I checked Wercon. No solutions found. It did show that Windows Explorer had hung and was closed on several occasions (as I was trying to get Windows Updates). I saved a description of two of these events which is attached in case this would be helpful to you.


----------



## jcgriff2 (Sep 30, 2007)

*Re: Vista windows update hangs*

Hi. . .

Thank you for the text report from WERCON. (Did you get it from wercon? - if so how, please?)

The entries show Windows Explorer crashing (app hang) because it is waiting for svchost (Vista generic host service - you will sometimes see 12+ of these running in Task Manager) which is being held up - so Win Explorer times out after 30000ms which gives you the "Not Responding" message.

I have seen this many times and it is usually caused by a 3rd party firewall as it is blocking internal ports.

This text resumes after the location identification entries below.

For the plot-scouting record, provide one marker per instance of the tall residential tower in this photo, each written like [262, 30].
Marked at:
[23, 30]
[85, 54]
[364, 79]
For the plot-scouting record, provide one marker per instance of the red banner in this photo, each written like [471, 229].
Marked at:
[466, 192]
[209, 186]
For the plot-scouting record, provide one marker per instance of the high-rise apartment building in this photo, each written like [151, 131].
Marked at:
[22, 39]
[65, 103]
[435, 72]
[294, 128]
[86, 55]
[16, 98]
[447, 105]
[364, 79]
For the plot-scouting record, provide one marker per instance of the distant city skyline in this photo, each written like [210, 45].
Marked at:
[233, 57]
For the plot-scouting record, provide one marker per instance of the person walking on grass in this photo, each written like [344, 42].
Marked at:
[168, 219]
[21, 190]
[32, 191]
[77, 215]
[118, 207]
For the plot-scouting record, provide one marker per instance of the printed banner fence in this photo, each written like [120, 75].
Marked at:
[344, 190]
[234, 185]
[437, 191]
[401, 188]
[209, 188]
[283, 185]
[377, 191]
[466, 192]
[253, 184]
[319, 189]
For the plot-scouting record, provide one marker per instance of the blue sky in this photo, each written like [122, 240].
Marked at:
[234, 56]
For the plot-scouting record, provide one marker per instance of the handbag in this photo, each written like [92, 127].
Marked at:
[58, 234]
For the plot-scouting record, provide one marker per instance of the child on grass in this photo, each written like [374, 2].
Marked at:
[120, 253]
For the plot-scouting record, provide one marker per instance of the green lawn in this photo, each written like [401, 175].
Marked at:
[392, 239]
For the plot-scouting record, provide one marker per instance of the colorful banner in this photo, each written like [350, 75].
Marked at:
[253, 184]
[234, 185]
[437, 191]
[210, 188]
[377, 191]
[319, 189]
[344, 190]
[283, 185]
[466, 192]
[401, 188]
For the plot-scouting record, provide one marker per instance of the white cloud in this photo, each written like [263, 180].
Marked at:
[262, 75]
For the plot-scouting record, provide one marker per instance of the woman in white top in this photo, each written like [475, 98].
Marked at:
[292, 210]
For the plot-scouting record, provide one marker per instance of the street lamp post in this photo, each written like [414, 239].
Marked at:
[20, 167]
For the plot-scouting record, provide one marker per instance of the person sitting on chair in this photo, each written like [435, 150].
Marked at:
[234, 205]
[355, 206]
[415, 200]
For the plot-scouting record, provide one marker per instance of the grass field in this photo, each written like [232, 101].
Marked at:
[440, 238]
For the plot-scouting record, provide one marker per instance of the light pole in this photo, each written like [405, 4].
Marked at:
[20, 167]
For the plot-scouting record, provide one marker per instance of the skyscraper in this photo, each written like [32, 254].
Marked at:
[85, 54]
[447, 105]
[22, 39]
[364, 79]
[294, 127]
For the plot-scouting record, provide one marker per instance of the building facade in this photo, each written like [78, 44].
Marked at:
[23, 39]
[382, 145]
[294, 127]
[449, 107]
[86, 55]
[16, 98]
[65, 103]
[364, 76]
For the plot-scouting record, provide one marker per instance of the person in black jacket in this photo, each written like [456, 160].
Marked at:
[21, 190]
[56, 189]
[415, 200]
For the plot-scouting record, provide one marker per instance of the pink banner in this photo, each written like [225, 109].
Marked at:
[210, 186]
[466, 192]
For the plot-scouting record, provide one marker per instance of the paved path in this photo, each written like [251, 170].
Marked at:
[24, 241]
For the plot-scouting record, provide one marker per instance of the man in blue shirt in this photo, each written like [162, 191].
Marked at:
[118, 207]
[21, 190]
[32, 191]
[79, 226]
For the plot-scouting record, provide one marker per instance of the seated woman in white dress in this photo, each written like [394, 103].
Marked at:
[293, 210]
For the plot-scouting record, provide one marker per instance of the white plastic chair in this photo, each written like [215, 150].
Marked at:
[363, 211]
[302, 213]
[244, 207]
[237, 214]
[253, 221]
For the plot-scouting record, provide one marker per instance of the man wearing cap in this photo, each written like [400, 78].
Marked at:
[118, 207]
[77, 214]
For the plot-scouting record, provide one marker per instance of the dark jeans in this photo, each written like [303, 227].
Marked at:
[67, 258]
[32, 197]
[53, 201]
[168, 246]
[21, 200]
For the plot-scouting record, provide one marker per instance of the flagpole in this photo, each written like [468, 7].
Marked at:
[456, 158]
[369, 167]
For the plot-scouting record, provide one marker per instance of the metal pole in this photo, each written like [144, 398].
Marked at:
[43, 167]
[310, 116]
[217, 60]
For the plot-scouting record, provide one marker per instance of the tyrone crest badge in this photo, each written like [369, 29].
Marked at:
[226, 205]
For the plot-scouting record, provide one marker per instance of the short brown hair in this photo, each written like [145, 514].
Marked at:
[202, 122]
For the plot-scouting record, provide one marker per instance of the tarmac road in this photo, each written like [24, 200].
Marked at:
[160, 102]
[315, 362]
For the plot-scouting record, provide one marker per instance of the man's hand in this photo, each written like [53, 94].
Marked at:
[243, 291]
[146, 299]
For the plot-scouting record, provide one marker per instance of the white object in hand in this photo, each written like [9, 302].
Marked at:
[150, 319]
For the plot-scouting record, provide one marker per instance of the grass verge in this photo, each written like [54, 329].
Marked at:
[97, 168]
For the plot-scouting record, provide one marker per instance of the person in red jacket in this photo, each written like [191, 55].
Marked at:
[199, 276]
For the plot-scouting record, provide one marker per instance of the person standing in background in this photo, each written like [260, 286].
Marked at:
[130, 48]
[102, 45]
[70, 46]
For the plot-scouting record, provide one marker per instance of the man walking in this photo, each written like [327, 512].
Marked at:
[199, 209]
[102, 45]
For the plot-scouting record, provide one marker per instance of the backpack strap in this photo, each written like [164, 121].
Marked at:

You have Zone alarm - my advice is to get rid of it and reset your Windows Firewall to default settings.

to reset the Windows firewall *after* the Zone-Alarm un-install is complete (be sure to re-boot after un-install) do the following:
START | type FirewallSettings.exe into the start search box | click on FirewallSettings.exe above | select the Advanced Tab | click on "Restore Defaults" | Click Apply (if hi-lighted) | Click OK

Now try Windows Updates again.

Regards. . .

jcgriff2

.


----------



## dspringsteel (Aug 28, 2008)

*Re: Vista windows update hangs*

JC you get an award! Removing Zone Alarm did the trick. Windows Update is now working again. Many thanks!!
As to the WERCON printout: select "View Problem History", under "problems Windows identified" right-click on a problem then select "View Problem Details". Click on "Copy to Clipboard" to export to text document.


----------



## jcgriff2 (Sep 30, 2007)

*Re: Vista windows update hangs*

Hi. . .

Glad to hear that your Windows Updates are working again.

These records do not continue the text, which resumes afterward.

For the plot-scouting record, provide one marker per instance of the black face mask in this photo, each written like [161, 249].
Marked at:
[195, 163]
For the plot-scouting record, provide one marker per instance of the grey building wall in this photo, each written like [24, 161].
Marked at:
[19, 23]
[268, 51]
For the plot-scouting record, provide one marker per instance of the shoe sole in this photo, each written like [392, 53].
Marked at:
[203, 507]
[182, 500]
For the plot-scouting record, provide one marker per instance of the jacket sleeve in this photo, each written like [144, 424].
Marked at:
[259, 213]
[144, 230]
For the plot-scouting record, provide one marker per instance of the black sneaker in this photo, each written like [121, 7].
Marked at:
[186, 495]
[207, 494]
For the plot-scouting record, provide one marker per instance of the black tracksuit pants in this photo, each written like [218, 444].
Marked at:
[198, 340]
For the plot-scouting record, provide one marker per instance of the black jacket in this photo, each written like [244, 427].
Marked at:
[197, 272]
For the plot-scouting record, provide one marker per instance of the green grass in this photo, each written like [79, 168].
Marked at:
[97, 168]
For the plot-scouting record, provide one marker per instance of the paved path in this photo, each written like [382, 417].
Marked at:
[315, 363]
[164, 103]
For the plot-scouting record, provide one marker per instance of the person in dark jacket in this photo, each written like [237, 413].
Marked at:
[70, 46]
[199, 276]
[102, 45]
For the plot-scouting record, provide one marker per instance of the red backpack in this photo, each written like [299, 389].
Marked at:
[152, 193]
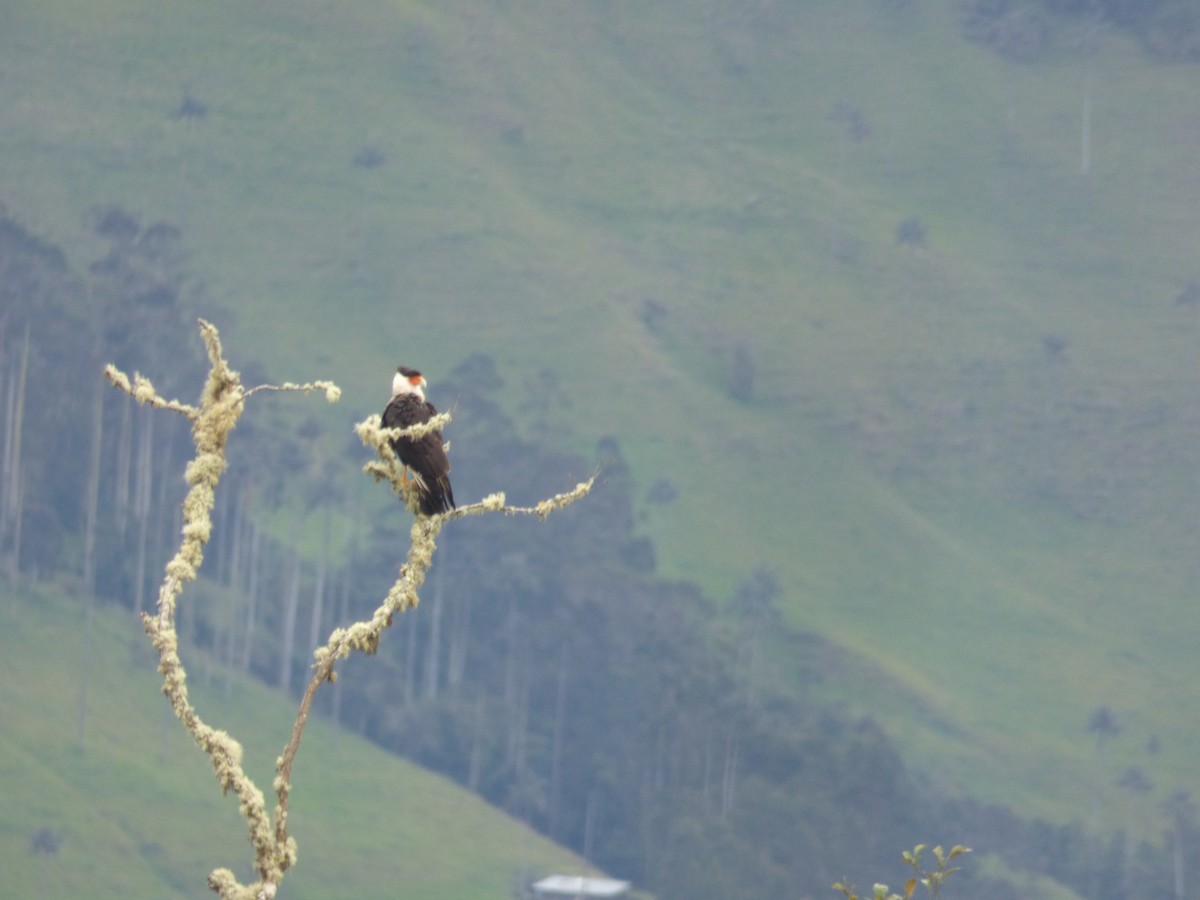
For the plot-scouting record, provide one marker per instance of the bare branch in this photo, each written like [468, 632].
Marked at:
[222, 401]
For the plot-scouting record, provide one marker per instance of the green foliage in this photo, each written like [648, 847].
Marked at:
[135, 814]
[936, 480]
[929, 879]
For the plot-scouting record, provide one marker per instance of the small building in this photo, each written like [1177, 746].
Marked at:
[576, 887]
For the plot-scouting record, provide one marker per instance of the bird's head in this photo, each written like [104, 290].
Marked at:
[408, 381]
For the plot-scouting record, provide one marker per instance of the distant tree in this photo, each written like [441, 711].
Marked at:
[743, 371]
[222, 402]
[1017, 29]
[911, 232]
[1181, 814]
[855, 129]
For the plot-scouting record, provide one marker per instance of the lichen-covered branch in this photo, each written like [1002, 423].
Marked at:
[222, 402]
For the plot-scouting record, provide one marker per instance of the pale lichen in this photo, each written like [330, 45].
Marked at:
[222, 401]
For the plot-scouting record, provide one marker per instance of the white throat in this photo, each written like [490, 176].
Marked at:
[400, 384]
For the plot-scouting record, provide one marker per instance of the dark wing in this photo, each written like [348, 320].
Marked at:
[426, 455]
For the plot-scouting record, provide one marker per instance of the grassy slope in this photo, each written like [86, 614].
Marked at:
[141, 814]
[550, 167]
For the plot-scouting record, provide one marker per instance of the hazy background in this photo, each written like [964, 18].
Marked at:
[880, 315]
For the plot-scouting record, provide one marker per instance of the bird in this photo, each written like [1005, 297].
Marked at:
[425, 455]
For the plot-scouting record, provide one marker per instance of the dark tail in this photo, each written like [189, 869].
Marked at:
[437, 497]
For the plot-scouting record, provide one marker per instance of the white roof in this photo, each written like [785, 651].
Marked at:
[579, 886]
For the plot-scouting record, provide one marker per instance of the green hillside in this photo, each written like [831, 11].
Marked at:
[137, 809]
[971, 460]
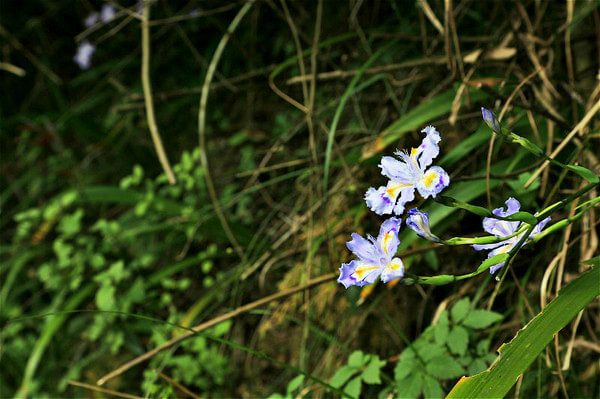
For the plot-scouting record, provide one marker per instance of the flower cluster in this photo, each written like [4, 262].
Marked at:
[85, 49]
[408, 174]
[503, 228]
[413, 172]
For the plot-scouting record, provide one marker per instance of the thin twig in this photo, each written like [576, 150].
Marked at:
[202, 124]
[236, 312]
[103, 390]
[160, 151]
[177, 385]
[565, 141]
[215, 321]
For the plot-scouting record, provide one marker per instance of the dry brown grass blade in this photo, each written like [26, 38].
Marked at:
[158, 146]
[582, 123]
[103, 390]
[431, 16]
[213, 322]
[177, 385]
[202, 124]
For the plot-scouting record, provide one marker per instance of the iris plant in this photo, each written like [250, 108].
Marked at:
[503, 228]
[375, 257]
[408, 174]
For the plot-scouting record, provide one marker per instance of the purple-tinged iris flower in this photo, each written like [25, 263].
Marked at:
[83, 57]
[419, 222]
[504, 228]
[408, 174]
[91, 19]
[107, 13]
[490, 119]
[375, 257]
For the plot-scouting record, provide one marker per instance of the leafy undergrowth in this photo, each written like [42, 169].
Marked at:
[104, 260]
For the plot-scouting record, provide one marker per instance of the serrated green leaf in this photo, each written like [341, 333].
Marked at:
[410, 387]
[481, 318]
[353, 387]
[431, 388]
[483, 347]
[430, 351]
[371, 374]
[444, 367]
[342, 375]
[460, 309]
[584, 172]
[404, 367]
[440, 333]
[356, 359]
[458, 339]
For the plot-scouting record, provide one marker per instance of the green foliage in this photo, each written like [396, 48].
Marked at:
[361, 369]
[444, 352]
[93, 233]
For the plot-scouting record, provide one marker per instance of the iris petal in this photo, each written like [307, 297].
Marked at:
[429, 148]
[362, 248]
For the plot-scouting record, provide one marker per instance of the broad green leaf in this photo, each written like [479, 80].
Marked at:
[431, 388]
[584, 172]
[294, 384]
[444, 367]
[353, 387]
[476, 366]
[51, 326]
[410, 387]
[458, 340]
[371, 374]
[342, 375]
[105, 297]
[516, 356]
[356, 359]
[440, 333]
[460, 309]
[481, 318]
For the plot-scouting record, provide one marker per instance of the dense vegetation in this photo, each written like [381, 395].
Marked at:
[273, 116]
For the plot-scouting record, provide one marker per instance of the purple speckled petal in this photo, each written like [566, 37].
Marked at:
[433, 182]
[498, 251]
[539, 227]
[387, 239]
[395, 169]
[363, 248]
[394, 271]
[379, 200]
[419, 222]
[429, 148]
[483, 247]
[346, 271]
[407, 194]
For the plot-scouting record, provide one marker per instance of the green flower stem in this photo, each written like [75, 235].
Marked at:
[565, 222]
[481, 211]
[481, 240]
[562, 203]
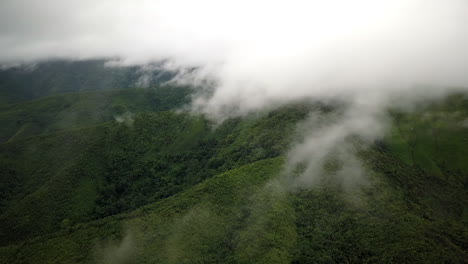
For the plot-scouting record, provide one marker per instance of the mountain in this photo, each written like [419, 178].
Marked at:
[122, 176]
[22, 83]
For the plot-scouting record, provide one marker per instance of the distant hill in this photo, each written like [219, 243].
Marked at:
[166, 187]
[74, 110]
[53, 77]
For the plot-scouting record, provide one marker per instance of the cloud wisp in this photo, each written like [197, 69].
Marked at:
[260, 54]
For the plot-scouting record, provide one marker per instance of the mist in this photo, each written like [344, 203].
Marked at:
[258, 55]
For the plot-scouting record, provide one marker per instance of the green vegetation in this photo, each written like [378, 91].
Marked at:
[75, 110]
[61, 76]
[117, 176]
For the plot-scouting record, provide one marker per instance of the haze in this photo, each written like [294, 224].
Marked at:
[258, 53]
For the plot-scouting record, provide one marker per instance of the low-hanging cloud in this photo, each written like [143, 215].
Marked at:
[257, 53]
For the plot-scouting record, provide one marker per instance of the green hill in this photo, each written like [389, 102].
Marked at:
[28, 82]
[160, 186]
[75, 110]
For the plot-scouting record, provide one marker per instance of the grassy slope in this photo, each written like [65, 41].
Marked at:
[55, 77]
[74, 110]
[208, 195]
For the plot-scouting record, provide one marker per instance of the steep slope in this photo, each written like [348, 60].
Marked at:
[19, 84]
[170, 188]
[74, 110]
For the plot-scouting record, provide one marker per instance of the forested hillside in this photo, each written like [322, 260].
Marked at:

Also.. thank you for the info on WERCON item exporting... it will be helpful to me.

Good Luck to you.

JC

.


----------



## Eric Teshner (Mar 29, 2009)

jcgriff2 - Thanks so much 

Once I UNINSTALLED Zone Alarm I was able to get things back to normal. Shutting down ZA was not enough. PS-This was on my new Dell notebook running Vista SP1.

Thanks again.


----------



## jcgriff2 (Sep 30, 2007)

@ *Eric Teshner* 

Hi Eric - 

Thanks for posting w/ successful results. I find it awful that OEMs (manufacturers - Dell, HP, etc...) install products like ZoneAlarm, NIS, KIS, McAfee, etc... on brand new systems knowing the problems they cause. 

I honestly believe these have greatly contributed to the Vista-bashing that has occurred. I hope you enjoy your new Vista system. I like Vista very much and have had very few problems.

Regards. . .

jcgriff2

.


----------